Es decir, proponen que sea el sector privado quien rija la moral, no el Estado y que los ciudadanos sean libres de depender, en lugar de sujetos a dádivas estatales.

Lo contrario a lo dicho por el propio fundador del fascismo, Benito Mussolini, “el pueblo es el cuerpo del Estado, y el Estado es el espíritu del pueblo”. En la doctrina fascista, el pueblo es el Estado y el Estado es el pueblo.
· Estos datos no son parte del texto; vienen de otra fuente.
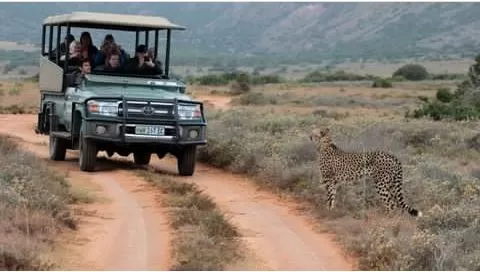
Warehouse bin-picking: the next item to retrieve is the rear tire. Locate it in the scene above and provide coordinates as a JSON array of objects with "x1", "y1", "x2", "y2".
[
  {"x1": 48, "y1": 134, "x2": 67, "y2": 161},
  {"x1": 177, "y1": 145, "x2": 197, "y2": 176},
  {"x1": 133, "y1": 152, "x2": 152, "y2": 165},
  {"x1": 78, "y1": 132, "x2": 97, "y2": 172}
]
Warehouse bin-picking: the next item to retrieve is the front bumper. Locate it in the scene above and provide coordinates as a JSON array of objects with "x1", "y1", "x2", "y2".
[
  {"x1": 84, "y1": 97, "x2": 207, "y2": 145},
  {"x1": 84, "y1": 120, "x2": 207, "y2": 145}
]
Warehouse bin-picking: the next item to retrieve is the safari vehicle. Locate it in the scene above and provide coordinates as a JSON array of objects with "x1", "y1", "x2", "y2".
[{"x1": 35, "y1": 12, "x2": 207, "y2": 176}]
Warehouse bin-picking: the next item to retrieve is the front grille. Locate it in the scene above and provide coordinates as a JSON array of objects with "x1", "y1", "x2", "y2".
[
  {"x1": 120, "y1": 125, "x2": 177, "y2": 136},
  {"x1": 118, "y1": 100, "x2": 175, "y2": 120}
]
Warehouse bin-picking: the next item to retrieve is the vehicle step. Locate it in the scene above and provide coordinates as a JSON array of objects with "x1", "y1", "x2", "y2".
[{"x1": 50, "y1": 131, "x2": 72, "y2": 140}]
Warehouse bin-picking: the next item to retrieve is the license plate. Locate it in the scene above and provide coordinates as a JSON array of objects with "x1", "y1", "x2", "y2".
[{"x1": 135, "y1": 125, "x2": 165, "y2": 136}]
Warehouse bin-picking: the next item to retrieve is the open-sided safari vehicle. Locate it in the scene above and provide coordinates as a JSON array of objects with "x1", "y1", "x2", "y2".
[{"x1": 35, "y1": 12, "x2": 207, "y2": 176}]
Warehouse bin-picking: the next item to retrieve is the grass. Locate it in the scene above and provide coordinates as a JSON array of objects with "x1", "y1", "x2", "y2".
[
  {"x1": 138, "y1": 170, "x2": 243, "y2": 270},
  {"x1": 0, "y1": 135, "x2": 76, "y2": 270},
  {"x1": 199, "y1": 107, "x2": 480, "y2": 270},
  {"x1": 0, "y1": 104, "x2": 36, "y2": 114}
]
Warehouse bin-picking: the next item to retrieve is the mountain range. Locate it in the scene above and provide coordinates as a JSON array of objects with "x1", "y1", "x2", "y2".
[{"x1": 0, "y1": 2, "x2": 480, "y2": 62}]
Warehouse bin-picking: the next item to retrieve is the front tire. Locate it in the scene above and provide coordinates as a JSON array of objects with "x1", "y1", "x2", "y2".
[
  {"x1": 133, "y1": 152, "x2": 152, "y2": 165},
  {"x1": 177, "y1": 145, "x2": 197, "y2": 176},
  {"x1": 78, "y1": 132, "x2": 97, "y2": 172},
  {"x1": 48, "y1": 134, "x2": 67, "y2": 161}
]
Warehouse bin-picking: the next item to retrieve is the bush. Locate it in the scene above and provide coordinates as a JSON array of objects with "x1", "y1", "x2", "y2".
[
  {"x1": 0, "y1": 135, "x2": 76, "y2": 270},
  {"x1": 406, "y1": 54, "x2": 480, "y2": 121},
  {"x1": 437, "y1": 88, "x2": 453, "y2": 103},
  {"x1": 392, "y1": 64, "x2": 428, "y2": 81},
  {"x1": 300, "y1": 71, "x2": 373, "y2": 82},
  {"x1": 231, "y1": 73, "x2": 250, "y2": 94},
  {"x1": 372, "y1": 78, "x2": 393, "y2": 88}
]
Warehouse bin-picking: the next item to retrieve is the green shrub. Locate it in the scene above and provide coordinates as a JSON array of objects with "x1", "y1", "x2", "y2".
[
  {"x1": 372, "y1": 78, "x2": 393, "y2": 88},
  {"x1": 392, "y1": 64, "x2": 428, "y2": 81}
]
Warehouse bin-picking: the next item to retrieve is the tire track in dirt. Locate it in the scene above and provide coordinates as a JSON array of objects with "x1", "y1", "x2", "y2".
[
  {"x1": 0, "y1": 112, "x2": 355, "y2": 270},
  {"x1": 0, "y1": 115, "x2": 170, "y2": 270}
]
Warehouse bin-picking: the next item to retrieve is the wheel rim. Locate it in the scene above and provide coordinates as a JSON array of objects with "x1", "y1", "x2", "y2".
[{"x1": 78, "y1": 134, "x2": 83, "y2": 165}]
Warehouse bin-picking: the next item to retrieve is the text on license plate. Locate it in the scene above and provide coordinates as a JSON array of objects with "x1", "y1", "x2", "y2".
[{"x1": 135, "y1": 125, "x2": 165, "y2": 136}]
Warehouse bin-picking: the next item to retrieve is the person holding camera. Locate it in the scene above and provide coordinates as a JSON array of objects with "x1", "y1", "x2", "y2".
[{"x1": 125, "y1": 44, "x2": 162, "y2": 75}]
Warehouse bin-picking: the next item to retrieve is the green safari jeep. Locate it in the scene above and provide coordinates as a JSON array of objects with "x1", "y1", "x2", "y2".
[{"x1": 35, "y1": 12, "x2": 207, "y2": 176}]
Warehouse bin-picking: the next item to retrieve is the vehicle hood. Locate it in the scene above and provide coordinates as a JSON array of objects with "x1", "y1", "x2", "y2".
[
  {"x1": 82, "y1": 85, "x2": 192, "y2": 100},
  {"x1": 80, "y1": 75, "x2": 192, "y2": 100}
]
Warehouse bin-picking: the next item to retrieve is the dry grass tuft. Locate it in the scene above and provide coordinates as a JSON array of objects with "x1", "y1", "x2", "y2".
[
  {"x1": 0, "y1": 136, "x2": 76, "y2": 270},
  {"x1": 137, "y1": 170, "x2": 242, "y2": 270}
]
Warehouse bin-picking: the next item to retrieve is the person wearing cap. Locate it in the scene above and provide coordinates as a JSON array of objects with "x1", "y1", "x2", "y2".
[
  {"x1": 52, "y1": 34, "x2": 75, "y2": 56},
  {"x1": 93, "y1": 34, "x2": 128, "y2": 66},
  {"x1": 125, "y1": 44, "x2": 162, "y2": 75}
]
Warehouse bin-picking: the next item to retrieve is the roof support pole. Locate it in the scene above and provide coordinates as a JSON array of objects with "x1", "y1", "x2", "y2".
[
  {"x1": 145, "y1": 30, "x2": 150, "y2": 48},
  {"x1": 63, "y1": 24, "x2": 71, "y2": 72},
  {"x1": 155, "y1": 29, "x2": 158, "y2": 59},
  {"x1": 133, "y1": 30, "x2": 140, "y2": 52},
  {"x1": 48, "y1": 25, "x2": 53, "y2": 60},
  {"x1": 165, "y1": 29, "x2": 172, "y2": 78},
  {"x1": 56, "y1": 25, "x2": 62, "y2": 64},
  {"x1": 42, "y1": 25, "x2": 47, "y2": 56}
]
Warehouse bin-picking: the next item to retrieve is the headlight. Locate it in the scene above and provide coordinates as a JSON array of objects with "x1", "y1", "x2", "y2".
[
  {"x1": 177, "y1": 105, "x2": 202, "y2": 120},
  {"x1": 87, "y1": 100, "x2": 118, "y2": 116}
]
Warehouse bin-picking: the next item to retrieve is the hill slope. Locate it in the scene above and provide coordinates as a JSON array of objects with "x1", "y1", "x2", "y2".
[{"x1": 0, "y1": 2, "x2": 480, "y2": 58}]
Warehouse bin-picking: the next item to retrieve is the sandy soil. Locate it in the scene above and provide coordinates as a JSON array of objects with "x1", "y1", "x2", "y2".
[{"x1": 0, "y1": 110, "x2": 354, "y2": 270}]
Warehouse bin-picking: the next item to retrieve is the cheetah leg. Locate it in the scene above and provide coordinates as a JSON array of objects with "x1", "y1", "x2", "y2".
[
  {"x1": 327, "y1": 180, "x2": 337, "y2": 210},
  {"x1": 376, "y1": 183, "x2": 395, "y2": 213}
]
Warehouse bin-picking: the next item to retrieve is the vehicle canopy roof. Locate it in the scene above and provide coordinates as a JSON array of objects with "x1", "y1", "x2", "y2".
[{"x1": 43, "y1": 11, "x2": 185, "y2": 31}]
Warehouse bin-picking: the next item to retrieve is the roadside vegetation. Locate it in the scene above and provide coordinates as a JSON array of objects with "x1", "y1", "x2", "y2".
[
  {"x1": 137, "y1": 170, "x2": 243, "y2": 271},
  {"x1": 0, "y1": 135, "x2": 77, "y2": 270},
  {"x1": 406, "y1": 55, "x2": 480, "y2": 121},
  {"x1": 194, "y1": 54, "x2": 480, "y2": 270}
]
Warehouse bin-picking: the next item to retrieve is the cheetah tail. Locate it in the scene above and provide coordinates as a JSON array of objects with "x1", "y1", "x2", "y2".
[{"x1": 407, "y1": 206, "x2": 423, "y2": 217}]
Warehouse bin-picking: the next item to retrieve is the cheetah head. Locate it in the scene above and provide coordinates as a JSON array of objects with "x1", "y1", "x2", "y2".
[{"x1": 310, "y1": 128, "x2": 332, "y2": 147}]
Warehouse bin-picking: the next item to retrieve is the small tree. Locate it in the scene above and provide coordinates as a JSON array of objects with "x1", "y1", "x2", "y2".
[
  {"x1": 232, "y1": 73, "x2": 250, "y2": 94},
  {"x1": 393, "y1": 64, "x2": 428, "y2": 81}
]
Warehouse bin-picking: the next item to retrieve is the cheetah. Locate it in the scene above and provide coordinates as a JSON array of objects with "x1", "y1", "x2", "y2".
[{"x1": 310, "y1": 128, "x2": 422, "y2": 217}]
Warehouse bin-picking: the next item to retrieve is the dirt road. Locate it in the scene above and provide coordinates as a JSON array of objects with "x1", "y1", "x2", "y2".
[{"x1": 0, "y1": 112, "x2": 353, "y2": 270}]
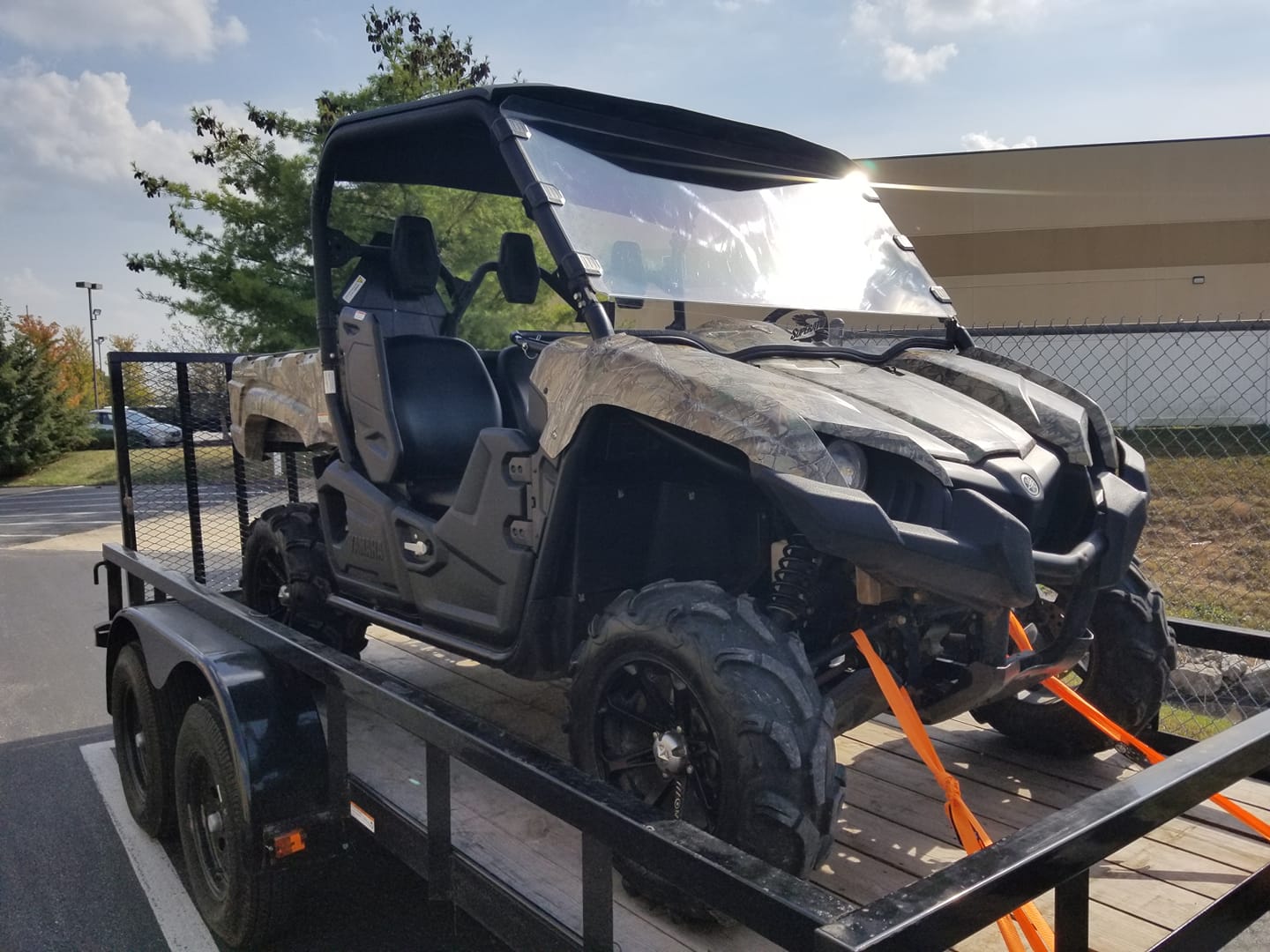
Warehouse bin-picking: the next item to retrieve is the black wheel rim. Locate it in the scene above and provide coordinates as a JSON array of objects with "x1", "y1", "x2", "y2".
[
  {"x1": 121, "y1": 688, "x2": 150, "y2": 792},
  {"x1": 246, "y1": 548, "x2": 289, "y2": 622},
  {"x1": 595, "y1": 658, "x2": 722, "y2": 831},
  {"x1": 184, "y1": 755, "x2": 230, "y2": 901}
]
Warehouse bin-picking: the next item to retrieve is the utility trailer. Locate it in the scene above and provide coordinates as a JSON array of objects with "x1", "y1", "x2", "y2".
[{"x1": 95, "y1": 353, "x2": 1270, "y2": 949}]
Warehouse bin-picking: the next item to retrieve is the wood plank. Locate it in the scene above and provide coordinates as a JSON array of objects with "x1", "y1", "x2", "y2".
[
  {"x1": 837, "y1": 810, "x2": 1168, "y2": 952},
  {"x1": 358, "y1": 629, "x2": 1270, "y2": 952},
  {"x1": 349, "y1": 712, "x2": 774, "y2": 952},
  {"x1": 840, "y1": 718, "x2": 1270, "y2": 868},
  {"x1": 846, "y1": 772, "x2": 1247, "y2": 899},
  {"x1": 847, "y1": 782, "x2": 1224, "y2": 929}
]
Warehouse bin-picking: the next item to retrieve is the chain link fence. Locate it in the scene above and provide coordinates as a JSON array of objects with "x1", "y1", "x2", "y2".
[
  {"x1": 973, "y1": 320, "x2": 1270, "y2": 739},
  {"x1": 110, "y1": 353, "x2": 317, "y2": 591}
]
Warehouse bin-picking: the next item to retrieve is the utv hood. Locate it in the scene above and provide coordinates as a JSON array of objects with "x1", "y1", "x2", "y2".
[{"x1": 534, "y1": 334, "x2": 1090, "y2": 485}]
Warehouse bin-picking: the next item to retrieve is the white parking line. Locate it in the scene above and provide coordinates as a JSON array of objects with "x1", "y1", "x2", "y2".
[
  {"x1": 0, "y1": 513, "x2": 119, "y2": 529},
  {"x1": 80, "y1": 740, "x2": 216, "y2": 952}
]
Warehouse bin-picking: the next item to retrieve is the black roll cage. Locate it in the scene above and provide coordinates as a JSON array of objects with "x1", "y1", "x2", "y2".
[{"x1": 311, "y1": 84, "x2": 868, "y2": 474}]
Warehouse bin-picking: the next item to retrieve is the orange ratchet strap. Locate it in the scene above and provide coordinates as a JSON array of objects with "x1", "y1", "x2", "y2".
[
  {"x1": 1010, "y1": 612, "x2": 1270, "y2": 839},
  {"x1": 851, "y1": 628, "x2": 1054, "y2": 952}
]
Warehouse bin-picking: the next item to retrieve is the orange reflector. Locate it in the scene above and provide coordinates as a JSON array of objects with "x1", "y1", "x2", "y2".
[{"x1": 273, "y1": 830, "x2": 305, "y2": 859}]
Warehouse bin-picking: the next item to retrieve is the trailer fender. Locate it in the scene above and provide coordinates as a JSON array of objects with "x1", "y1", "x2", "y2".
[{"x1": 107, "y1": 602, "x2": 328, "y2": 831}]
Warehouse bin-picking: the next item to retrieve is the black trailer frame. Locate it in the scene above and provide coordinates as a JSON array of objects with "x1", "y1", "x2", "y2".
[{"x1": 96, "y1": 353, "x2": 1270, "y2": 952}]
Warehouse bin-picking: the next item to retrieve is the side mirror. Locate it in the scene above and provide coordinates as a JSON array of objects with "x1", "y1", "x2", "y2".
[{"x1": 497, "y1": 231, "x2": 539, "y2": 305}]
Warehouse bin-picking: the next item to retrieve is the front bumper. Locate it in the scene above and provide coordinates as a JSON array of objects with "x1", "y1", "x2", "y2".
[{"x1": 753, "y1": 467, "x2": 1147, "y2": 609}]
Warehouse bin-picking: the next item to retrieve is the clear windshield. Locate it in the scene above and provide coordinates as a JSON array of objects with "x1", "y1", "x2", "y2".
[{"x1": 519, "y1": 115, "x2": 952, "y2": 317}]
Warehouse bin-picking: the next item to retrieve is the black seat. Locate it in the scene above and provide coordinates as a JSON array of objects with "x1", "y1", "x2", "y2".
[
  {"x1": 384, "y1": 335, "x2": 502, "y2": 505},
  {"x1": 340, "y1": 214, "x2": 448, "y2": 334},
  {"x1": 497, "y1": 346, "x2": 548, "y2": 443}
]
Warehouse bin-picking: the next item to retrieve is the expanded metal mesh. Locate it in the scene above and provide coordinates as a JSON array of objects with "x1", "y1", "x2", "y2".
[{"x1": 119, "y1": 354, "x2": 317, "y2": 591}]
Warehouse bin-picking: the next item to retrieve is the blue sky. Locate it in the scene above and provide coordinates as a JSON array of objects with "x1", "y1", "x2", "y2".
[{"x1": 0, "y1": 0, "x2": 1270, "y2": 341}]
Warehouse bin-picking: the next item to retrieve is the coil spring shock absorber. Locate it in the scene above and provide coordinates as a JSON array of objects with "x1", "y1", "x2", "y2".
[{"x1": 767, "y1": 536, "x2": 820, "y2": 628}]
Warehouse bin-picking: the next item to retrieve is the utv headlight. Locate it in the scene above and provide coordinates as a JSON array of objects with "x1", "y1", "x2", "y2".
[{"x1": 826, "y1": 439, "x2": 869, "y2": 488}]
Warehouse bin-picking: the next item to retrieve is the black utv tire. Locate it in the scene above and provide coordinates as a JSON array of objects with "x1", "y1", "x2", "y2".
[
  {"x1": 242, "y1": 502, "x2": 366, "y2": 658},
  {"x1": 176, "y1": 699, "x2": 294, "y2": 948},
  {"x1": 110, "y1": 645, "x2": 178, "y2": 837},
  {"x1": 569, "y1": 582, "x2": 842, "y2": 919},
  {"x1": 974, "y1": 562, "x2": 1177, "y2": 756}
]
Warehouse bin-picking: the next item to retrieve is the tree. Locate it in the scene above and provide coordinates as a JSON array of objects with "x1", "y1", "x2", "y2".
[
  {"x1": 0, "y1": 301, "x2": 89, "y2": 477},
  {"x1": 14, "y1": 314, "x2": 93, "y2": 409},
  {"x1": 109, "y1": 334, "x2": 158, "y2": 406},
  {"x1": 127, "y1": 6, "x2": 572, "y2": 350}
]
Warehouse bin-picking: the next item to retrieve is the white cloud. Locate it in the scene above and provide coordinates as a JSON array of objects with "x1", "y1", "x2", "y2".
[
  {"x1": 0, "y1": 0, "x2": 246, "y2": 58},
  {"x1": 0, "y1": 268, "x2": 58, "y2": 315},
  {"x1": 885, "y1": 0, "x2": 1042, "y2": 33},
  {"x1": 0, "y1": 61, "x2": 214, "y2": 192},
  {"x1": 881, "y1": 41, "x2": 956, "y2": 83},
  {"x1": 851, "y1": 0, "x2": 1042, "y2": 83},
  {"x1": 961, "y1": 132, "x2": 1036, "y2": 152}
]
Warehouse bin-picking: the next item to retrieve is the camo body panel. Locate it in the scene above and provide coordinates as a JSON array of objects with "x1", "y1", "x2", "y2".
[
  {"x1": 228, "y1": 350, "x2": 335, "y2": 459},
  {"x1": 892, "y1": 348, "x2": 1094, "y2": 465},
  {"x1": 532, "y1": 335, "x2": 949, "y2": 487}
]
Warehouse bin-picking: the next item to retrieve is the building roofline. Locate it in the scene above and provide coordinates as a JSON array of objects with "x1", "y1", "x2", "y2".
[{"x1": 856, "y1": 132, "x2": 1270, "y2": 162}]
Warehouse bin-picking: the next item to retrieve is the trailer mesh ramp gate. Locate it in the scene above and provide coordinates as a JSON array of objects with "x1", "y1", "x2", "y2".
[{"x1": 106, "y1": 354, "x2": 1270, "y2": 952}]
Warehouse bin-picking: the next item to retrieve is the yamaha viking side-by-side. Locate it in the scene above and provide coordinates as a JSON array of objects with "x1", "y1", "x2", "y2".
[{"x1": 230, "y1": 85, "x2": 1174, "y2": 905}]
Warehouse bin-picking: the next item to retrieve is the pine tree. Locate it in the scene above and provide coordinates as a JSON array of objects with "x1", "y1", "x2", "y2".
[{"x1": 0, "y1": 302, "x2": 87, "y2": 479}]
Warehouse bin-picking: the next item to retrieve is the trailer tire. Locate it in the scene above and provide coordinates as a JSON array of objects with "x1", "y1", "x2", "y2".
[
  {"x1": 569, "y1": 582, "x2": 842, "y2": 919},
  {"x1": 110, "y1": 643, "x2": 176, "y2": 837},
  {"x1": 242, "y1": 502, "x2": 366, "y2": 658},
  {"x1": 176, "y1": 698, "x2": 292, "y2": 948},
  {"x1": 974, "y1": 562, "x2": 1177, "y2": 756}
]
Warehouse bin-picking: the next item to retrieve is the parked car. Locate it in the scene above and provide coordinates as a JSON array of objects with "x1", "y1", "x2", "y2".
[{"x1": 89, "y1": 407, "x2": 180, "y2": 447}]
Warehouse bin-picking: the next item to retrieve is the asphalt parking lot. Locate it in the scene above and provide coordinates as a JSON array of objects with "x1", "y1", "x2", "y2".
[
  {"x1": 0, "y1": 487, "x2": 119, "y2": 548},
  {"x1": 0, "y1": 543, "x2": 500, "y2": 952}
]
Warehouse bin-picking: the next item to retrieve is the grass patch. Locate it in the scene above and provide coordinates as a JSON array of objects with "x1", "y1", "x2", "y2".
[
  {"x1": 1160, "y1": 704, "x2": 1235, "y2": 740},
  {"x1": 1120, "y1": 424, "x2": 1270, "y2": 458},
  {"x1": 0, "y1": 450, "x2": 115, "y2": 487},
  {"x1": 128, "y1": 445, "x2": 234, "y2": 485},
  {"x1": 1138, "y1": 455, "x2": 1270, "y2": 629},
  {"x1": 0, "y1": 445, "x2": 234, "y2": 487}
]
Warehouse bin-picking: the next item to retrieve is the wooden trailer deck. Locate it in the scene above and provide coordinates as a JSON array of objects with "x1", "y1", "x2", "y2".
[{"x1": 349, "y1": 628, "x2": 1270, "y2": 952}]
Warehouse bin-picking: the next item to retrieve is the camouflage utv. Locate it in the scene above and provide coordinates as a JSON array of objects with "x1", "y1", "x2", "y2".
[{"x1": 231, "y1": 85, "x2": 1172, "y2": 894}]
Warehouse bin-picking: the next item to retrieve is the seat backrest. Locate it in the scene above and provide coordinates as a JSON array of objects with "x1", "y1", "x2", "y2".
[
  {"x1": 340, "y1": 214, "x2": 448, "y2": 334},
  {"x1": 497, "y1": 346, "x2": 548, "y2": 443},
  {"x1": 385, "y1": 335, "x2": 502, "y2": 482}
]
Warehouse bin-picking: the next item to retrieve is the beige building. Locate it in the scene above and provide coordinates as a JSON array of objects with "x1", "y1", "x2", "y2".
[{"x1": 861, "y1": 136, "x2": 1270, "y2": 325}]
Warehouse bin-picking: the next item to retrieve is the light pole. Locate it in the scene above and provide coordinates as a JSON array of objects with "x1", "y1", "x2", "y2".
[
  {"x1": 75, "y1": 280, "x2": 101, "y2": 410},
  {"x1": 93, "y1": 332, "x2": 106, "y2": 396}
]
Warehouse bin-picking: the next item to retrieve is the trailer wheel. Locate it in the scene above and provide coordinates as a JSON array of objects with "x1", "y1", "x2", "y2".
[
  {"x1": 110, "y1": 643, "x2": 176, "y2": 837},
  {"x1": 569, "y1": 582, "x2": 842, "y2": 918},
  {"x1": 176, "y1": 699, "x2": 291, "y2": 948},
  {"x1": 243, "y1": 502, "x2": 366, "y2": 658},
  {"x1": 974, "y1": 562, "x2": 1176, "y2": 756}
]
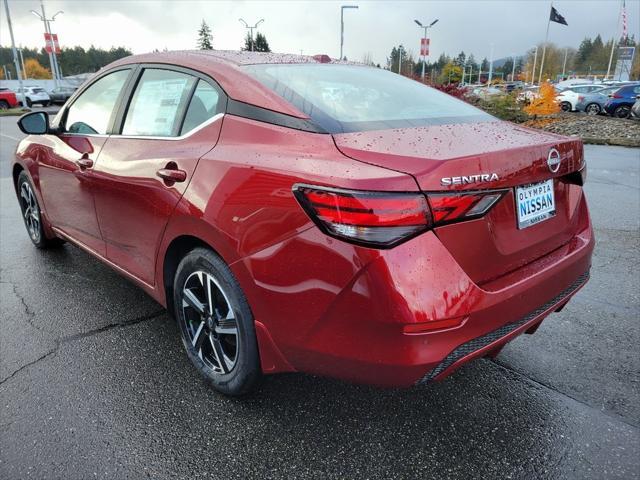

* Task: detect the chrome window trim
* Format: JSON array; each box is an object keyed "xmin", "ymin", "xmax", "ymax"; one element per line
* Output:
[{"xmin": 112, "ymin": 112, "xmax": 225, "ymax": 140}]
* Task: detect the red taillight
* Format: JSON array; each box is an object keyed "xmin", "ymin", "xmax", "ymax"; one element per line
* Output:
[
  {"xmin": 429, "ymin": 191, "xmax": 504, "ymax": 225},
  {"xmin": 293, "ymin": 185, "xmax": 504, "ymax": 248},
  {"xmin": 293, "ymin": 185, "xmax": 430, "ymax": 248}
]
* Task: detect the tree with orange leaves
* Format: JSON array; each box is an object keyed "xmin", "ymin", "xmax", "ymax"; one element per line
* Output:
[
  {"xmin": 24, "ymin": 58, "xmax": 52, "ymax": 79},
  {"xmin": 524, "ymin": 82, "xmax": 560, "ymax": 115}
]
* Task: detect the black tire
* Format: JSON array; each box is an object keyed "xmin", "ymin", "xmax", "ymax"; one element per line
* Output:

Todo en el Estado, nada contra el Estado, nada fuera del Estado.

Sin embargo, bajo la consigna “sin Bolsonaro en DC! Solidaridad con el anti-fascismo internacional”, alrededor de 60 personas se reunieron fuera de la Casa Blanca alegando el supuesto fascismo de Bolsonaro e incluso racismo y “homofobia”, pese a que fue el candidato que más arrasó entre los homosexuales, negros y mestizos.

A raíz de esto surgió la denominación “gay de derecha”, puesto que se hartaron de ser un instrumento de la izquierda que se alimentaba de la victimización para ampliar su alcance; convirtiendo así al individuo, al ciudadano, en un colectivo con voto predeterminado por encima de tus propias preferencias.

Votaron por el candidato que prometió luchar contra la corrupción y el crimen organizado que acechó a Brasil bajo el gobierno socialista del Partido de los Trabajadores.

Además, votaron por él 55% de los brasileros porque querían emprender en sus negocios, no esperar una cuota asignada por su sexo, raza o preferencia sexual, sino prosperar.

Pero esto es intolerable para quienes Bolsonaro denomina defensores de la tiranía y enemigos del progreso que desconocen a Guaidó como presidente en Venezuela y pretenden quitarle la autonomía a los individuos y volverlos dependientes al Estado, como el fascismo que tanto dicen criticar.